BTW, can I have the second girl's number?   JK


----------



## bigalbest (Aug 28, 2008)

kostasfmx said:


> way to go!!!! i love your work mr.bigalbest!!!!!



Thank you for the kind words.



Senor Hound said:


> I'm not very good at taking photos, but I always have heard if you're going to have two subjects they should be interacting with each other.  But of course, if you are doing this sort of work, you know that very well, and are going for something different.  In that case, I really can't comment.
> 
> Your models are... adequate to say the least.  But I'm noticing their face is a lot lighter than their body...  Other than that, I really think you did an awesome job!
> 
> BTW, can I have the second girl's number?   JK



I really was not digging her make-up at all, and next time will try to get a make-up artist/stylist to help with these issues. The girls were even more attractive in person and only long experience kept me from acting like a total dork around them.


----------



## 391615 (Aug 30, 2008)

For me I think its the same as the previous posters, I think she's in an awkward position too. I recently sent in a print for critique and it got hacked to bits, because of skin folds, and was told If I sent that to the girl she would spit. Portraits are a huge challenge imo. But hey at the end of the day, I've seen dozens of fashion magazines with photographs I absolutely hated, everyone has different tastes.


----------



## kellylindseyphotography (Aug 30, 2008)

I can only imagine how freaking awesome these pictures would have been if not for that large ugly car in the back and some models that posed well.  Part of this is your fault, part theirs.  In the first shot, her face is completely blank.. like no emotion or interest or connection.  The flly away hair and the arm positon as well as the cut off vehicle all make no sense together, along with the empty expression on her face.

The lighting and equiptment is there, it just looks like it wasn't used to the best of its abilities.  

In the second shot, that girls face looks like it was superimposed on that body.  How is her skin tone so dark yet her face soo white?  It doesn't look right or natural.  Again with the part of a car in the background... just doesn't connect well.

Also I'd advise against the stripper/porn shoes next time.  Unless your shooting for a porn magazine or something.  Otherwise go for classier high heels.. goes a long way :0


----------



## rob91 (Aug 30, 2008)

I wouldn't call these commercially viable but I kind of dig the distance between the models and the car. They seem a bit disjunct, the first picture especially, which makes them interesting, although it may not have been what you were aiming for.


----------



## bigalbest (Sep 4, 2008)

While the comments on these photos have been critical for the most part, this is my most viewed post on TPF. Also the most viewed in my flickr account. Personally I think it's pathetic that most photos won't get viewed unless they have a pretty girl in them, but that won't stop me from exploiting that fact. I learned a few valuable lessons from this shoot:
1) Light spill must be controlled to reduce image noise.
2) When working with models make up artist and stylist are a must.
3) Space is important and lens choice can really make the difference.
That's not all I learned but definitely the most important points. 

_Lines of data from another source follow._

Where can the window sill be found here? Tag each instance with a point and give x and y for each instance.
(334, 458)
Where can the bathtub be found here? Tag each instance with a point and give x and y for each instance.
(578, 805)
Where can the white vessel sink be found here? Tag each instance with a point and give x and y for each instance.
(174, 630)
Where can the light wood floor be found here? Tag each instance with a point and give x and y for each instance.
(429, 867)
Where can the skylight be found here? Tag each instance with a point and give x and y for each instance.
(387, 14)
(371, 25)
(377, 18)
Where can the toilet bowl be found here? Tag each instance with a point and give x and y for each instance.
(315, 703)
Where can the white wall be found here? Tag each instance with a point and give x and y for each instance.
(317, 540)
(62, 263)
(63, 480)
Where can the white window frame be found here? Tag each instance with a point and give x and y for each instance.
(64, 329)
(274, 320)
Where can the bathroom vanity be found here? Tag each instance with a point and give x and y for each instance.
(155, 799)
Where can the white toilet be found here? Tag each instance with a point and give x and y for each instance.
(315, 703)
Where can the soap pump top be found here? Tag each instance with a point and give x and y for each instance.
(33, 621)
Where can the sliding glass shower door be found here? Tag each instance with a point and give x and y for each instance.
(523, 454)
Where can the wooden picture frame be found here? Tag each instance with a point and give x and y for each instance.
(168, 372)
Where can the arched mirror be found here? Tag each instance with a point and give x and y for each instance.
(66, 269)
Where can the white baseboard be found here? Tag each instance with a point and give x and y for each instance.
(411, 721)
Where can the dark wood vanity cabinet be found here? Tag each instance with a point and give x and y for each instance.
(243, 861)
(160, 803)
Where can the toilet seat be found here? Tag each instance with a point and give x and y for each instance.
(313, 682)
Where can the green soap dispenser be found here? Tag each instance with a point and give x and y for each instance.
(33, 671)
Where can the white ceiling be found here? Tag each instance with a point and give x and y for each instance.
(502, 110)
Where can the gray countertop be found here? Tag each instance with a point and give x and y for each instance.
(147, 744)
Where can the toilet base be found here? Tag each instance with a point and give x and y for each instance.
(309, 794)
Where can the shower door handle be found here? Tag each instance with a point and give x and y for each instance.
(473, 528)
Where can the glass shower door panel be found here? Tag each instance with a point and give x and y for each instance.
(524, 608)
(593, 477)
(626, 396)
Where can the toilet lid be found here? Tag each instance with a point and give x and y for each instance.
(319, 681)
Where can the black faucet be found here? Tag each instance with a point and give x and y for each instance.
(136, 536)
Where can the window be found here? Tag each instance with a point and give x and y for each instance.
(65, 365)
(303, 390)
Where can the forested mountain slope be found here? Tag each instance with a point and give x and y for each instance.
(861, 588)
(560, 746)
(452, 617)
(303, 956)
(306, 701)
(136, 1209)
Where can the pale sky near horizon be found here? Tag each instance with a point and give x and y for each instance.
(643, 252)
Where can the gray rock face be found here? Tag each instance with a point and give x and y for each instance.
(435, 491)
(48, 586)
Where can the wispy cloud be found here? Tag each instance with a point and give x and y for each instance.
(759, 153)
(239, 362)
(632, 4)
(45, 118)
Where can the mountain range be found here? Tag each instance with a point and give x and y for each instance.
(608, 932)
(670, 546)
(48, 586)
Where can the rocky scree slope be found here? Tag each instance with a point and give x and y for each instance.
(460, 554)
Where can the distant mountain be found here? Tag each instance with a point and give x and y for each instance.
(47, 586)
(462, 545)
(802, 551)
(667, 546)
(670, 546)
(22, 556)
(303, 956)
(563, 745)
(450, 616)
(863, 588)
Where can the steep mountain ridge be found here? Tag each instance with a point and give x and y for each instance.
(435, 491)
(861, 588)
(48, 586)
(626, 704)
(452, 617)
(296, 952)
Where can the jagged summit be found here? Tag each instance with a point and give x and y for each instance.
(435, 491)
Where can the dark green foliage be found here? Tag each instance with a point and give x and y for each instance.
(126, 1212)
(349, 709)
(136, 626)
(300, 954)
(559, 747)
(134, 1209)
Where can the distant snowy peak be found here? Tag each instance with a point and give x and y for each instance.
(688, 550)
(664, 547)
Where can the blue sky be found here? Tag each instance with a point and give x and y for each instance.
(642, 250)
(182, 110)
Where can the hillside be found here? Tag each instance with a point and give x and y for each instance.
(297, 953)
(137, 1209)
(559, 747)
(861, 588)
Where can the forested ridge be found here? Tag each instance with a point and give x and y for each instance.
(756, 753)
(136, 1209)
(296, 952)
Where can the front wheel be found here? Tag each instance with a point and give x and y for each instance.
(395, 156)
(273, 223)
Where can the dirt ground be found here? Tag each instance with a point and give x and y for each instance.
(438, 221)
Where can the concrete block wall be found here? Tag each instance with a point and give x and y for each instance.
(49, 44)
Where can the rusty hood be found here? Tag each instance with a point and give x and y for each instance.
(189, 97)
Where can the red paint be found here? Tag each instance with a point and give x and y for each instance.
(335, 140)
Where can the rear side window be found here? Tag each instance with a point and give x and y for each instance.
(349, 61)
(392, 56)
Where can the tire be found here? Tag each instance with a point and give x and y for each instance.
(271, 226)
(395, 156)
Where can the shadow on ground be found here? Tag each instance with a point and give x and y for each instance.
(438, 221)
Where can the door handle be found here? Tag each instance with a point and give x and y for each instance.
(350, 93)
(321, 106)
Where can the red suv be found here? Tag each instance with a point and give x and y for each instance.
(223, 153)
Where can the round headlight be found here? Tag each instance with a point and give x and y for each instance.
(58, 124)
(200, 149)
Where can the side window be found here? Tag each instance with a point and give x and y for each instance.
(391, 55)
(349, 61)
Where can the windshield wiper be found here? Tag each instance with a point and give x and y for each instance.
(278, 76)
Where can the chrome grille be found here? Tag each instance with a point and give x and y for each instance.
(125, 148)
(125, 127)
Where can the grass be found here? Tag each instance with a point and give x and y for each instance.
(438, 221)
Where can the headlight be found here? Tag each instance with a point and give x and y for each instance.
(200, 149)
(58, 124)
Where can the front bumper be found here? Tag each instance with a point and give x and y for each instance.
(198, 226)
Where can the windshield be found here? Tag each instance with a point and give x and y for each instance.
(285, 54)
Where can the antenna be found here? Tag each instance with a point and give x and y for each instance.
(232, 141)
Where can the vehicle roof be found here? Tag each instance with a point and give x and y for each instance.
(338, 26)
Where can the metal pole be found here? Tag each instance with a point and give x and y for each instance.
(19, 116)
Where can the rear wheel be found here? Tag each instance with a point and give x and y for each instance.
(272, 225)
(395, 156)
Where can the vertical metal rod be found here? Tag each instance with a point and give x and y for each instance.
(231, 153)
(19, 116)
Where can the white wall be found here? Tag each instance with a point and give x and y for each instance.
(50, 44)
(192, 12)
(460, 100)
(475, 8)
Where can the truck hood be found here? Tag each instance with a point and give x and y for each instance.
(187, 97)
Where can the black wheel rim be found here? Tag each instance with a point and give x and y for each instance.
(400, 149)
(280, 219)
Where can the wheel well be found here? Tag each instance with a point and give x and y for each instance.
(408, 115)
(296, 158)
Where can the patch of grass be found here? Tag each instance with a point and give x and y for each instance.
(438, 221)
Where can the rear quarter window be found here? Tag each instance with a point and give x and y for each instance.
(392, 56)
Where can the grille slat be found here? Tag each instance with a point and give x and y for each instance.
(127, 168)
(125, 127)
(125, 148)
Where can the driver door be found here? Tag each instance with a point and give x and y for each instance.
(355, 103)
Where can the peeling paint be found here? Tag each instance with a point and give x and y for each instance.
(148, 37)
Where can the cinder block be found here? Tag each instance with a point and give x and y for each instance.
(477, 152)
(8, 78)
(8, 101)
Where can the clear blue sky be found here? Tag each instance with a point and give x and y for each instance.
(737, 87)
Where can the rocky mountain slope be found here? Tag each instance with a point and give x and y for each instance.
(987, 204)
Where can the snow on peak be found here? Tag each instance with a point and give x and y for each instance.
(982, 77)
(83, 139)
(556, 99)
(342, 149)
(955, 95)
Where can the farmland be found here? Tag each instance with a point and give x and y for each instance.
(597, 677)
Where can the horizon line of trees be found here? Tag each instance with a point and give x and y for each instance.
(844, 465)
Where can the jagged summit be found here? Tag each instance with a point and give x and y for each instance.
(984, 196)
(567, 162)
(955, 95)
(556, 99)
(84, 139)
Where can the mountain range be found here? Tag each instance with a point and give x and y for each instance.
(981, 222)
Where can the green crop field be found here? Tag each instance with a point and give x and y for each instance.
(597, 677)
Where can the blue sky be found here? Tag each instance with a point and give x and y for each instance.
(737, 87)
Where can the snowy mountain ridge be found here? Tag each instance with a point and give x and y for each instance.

I'm interviewing at a new studio today, wish me luck.


----------



## RMThompson (Sep 4, 2008)

Interestingly enough, your last picture you posted was the one that worked the best.

I've found that with professional models a makeup/hair stylist is not required, but for newer models, it can be a BIG help.


----------



## Brian Austin (Sep 10, 2008)

bigalbest said:


> While the comments on these photos have been critical for the most part, this is my most viewed post on TPF. Also the most viewed in my flickr account. Personally I think it's pathetic that most photos won't get viewed unless they have a pretty girl in them, but that won't stop me from exploiting that fact. I learned a few valuable lessons from this shoot:
> 1) Light spill must be controlled to reduce image noise.
> 2) When working with models make up artist and stylist are a must.
> 3) Space is important and lens choice can really make the difference.
> ...


 
Cute chick photos always get a lot of hits.  BTDT. 

Add another one to your list:

4) More lights does not necessarily equal better lighting.

If you get the gig at the studio, you'll realize that after playing assistant a few times.  Start simple.  You've got way too much going on here and none of it is really working.


----------



## bigalbest (Sep 11, 2008)

Brian Austin said:


> Cute chick photos always get a lot of hits.  BTDT.
> 
> Add another one to your list:
> 
> ...



What would you have done differently? Please be specific, because your comment seems very un-constructive. :thumbdown:


----------